Published July 10, 2017
HOLDING a placard saying “justice”, the leader of Turkey’s main opposition party, Kemal Kilicdaroglu, walks towards the venue of the rally during the final stage of his 25-day march to Istanbul.—Reuters
HOLDING a placard saying “justice”, the leader of Turkey’s main opposition party, Kemal Kilicdaroglu, walks towards the venue of the rally during the final stage of his 25-day march to Istanbul.—Reuters

ISTANBUL: Tens of thousands of Turkish opposition supporters on Sunday massed in Istanbul to mark the end of a nearly month-long march protesting alleged injustices under President Recep Tayyip Erdogan, in a rare challenge to Turkey’s powerful leader.

A sea of people filled the vast shore-side square in Maltepe on the Asian side of Istanbul for the rally celebrating the culmination of a 450-kilometre “justice march” from Ankara to Istanbul by Republican People’s Party (CHP) leader Kemal Kilicdaroglu.

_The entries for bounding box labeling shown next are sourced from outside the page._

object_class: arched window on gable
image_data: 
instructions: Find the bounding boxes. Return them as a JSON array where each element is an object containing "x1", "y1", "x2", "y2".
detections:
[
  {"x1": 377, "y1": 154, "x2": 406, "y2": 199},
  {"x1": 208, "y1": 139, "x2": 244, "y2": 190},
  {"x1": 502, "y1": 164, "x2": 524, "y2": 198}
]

The rally is by far the biggest by the opposition seen in Istanbul since the mass May-June 2013 demonstrations against Erdogan’s rule sparked by the planned redevelopment of Gezi Park in the city.

Event follows 25-day, 450km ‘justice’ march by key leader

Kilicdaroglu began the 25-day trek to protest the arrest of one of his MPs and it rapidly grew into a major march protesting alleged injustice under the state of emergency imposed following last year’s July 15 failed coup.

“Nobody should think this march is the last one. It’s the first step!” Kilicdaroglu told the crowds who roared back with the cry “Justice!”.

“Everyone should know very well that July 9 is a new step, a new history... a new birth,” he added.

Usually, only Erdogan himself can mobilise crowds on this scale with glitzy rallies and the president himself had in the past held mass meetings for supporters in the Maltepe meeting area.

The government has dismissed the march as a bothersome stunt while a riled Erdogan has accused Kilicdaroglu of siding with “terrorists” and the July 15 plotters.

But Turkish security forces did nothing to impede the march’s progress and 15,000 police officers were deployed to ensure safety at the rally.

CHP officials said the numbers at the rally could be as high as over two million but this could not be immediately confirmed.

Supporters have compared the trek of the slightly built 69-year-old politician with Indian independence leader Mahatma Gandhi’s famous Salt March of 1930.

The CHP leader reached the outskirts of Istanbul on Friday and was joined by tens of thousands forming a vast file along the road despite blistering heat.

Kilicdaroglu had launched the march from Ankara after his party’s lawmaker Enis Berberoglu, a former journalist, was sentenced to 25 years in jail on charges of leaking classified information to a newspaper.

The rally ground is near Berberoglu’s prison in the Istanbul district of Maltepe.

Kilicdaroglu had said he wanted no CHP insignia at the rally, only “Justice” slogans and pictures of modern Turkey’s founder Mustafa Kemal Ataturk.

The opposition chief has dressed every day modestly in a white shirt, dark trousers, with a hat to protect him from the sun. He rested at night in a caravan.

At the rally the huge stage, flanked by pictures of Ataturk and the Turkish flag, had only a single word printed on its canopy — “Adalet” (Justice) — in giant letters.

About 50,000 people have been arrested under Turkey’s state of emergency imposed after last July’s failed coup and another 100,000 have lost their jobs, including teachers, judges, soldiers and police officers.

“We marched for justice, we marched for the rights of the oppressed. We marched for the MPs in jail. We marched for the arrested journalists. We marched for the university academics dismissed from their jobs,” said Kilicdaroglu.

“We marched because the judiciary is under a political monopoly,” he added.